Should you take more than one antidepressant?
Yes, occasionally.
Less than half of people with depression get better with the first medicine they try (SSRI, SNRI, etc).
Adding a different class of medicine may work faster than switching, and it may also help treat other symptoms or health problems.
But there is no “best” next step because there are not enough facts.
Recommend CHANGING antidepressants if a patient does not respond to an optimized dose after 4 to 6 weeks, or if the drug is not well tolerated.
With a partial response, customize the options to AUGMENT based on side effects, interactions, etc.
Adding bupropion to an SSRI or SNRI is often suggested, especially if a patient is tired or has low sexual desire. But people who are agitated should not take bupropion because it wakes them up.
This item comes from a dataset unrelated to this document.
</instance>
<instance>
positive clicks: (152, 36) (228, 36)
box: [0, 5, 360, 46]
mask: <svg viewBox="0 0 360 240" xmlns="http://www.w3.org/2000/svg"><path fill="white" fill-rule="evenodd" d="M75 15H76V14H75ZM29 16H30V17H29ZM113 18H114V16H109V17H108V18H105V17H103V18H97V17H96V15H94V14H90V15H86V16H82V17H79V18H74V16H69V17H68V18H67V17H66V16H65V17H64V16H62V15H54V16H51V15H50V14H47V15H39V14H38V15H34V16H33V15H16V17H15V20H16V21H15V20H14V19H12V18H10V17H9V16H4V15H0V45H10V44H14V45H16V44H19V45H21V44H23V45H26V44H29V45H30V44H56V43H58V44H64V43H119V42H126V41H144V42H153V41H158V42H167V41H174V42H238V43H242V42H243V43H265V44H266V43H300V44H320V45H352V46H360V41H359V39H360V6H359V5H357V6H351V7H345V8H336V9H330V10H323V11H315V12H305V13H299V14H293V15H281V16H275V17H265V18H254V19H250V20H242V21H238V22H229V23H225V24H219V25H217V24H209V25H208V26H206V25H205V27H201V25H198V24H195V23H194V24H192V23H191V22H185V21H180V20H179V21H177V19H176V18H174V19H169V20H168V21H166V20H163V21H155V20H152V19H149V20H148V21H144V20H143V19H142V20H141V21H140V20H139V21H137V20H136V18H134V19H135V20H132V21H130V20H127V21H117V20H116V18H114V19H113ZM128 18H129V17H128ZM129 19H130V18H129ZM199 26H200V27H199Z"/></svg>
Adding mirtazapine to an SSRI or SNRI can be an option, especially for people who have trouble sleeping or do not have much of an appetite. But stay away from mirtazapine if you do not want to gain weight.
Avoid a combination of an SSRI and SNRI. There are not much data, the benefit seems less likely because of the same mechanisms, and this combination may be riskier.
Consider adding low-dose trazodone for sleeplessness or a low-dose tricyclic for sleeplessness, headaches, or nerve pain. Low doses, on the other hand, are not likely to help depression.
If a patient takes more than one serotonergic drug, they should be told to report any symptoms of serotonin syndrome, such as sweating, tremors, etc. Most cases happen within a day or so of starting a new medicine or taking a higher dose of one.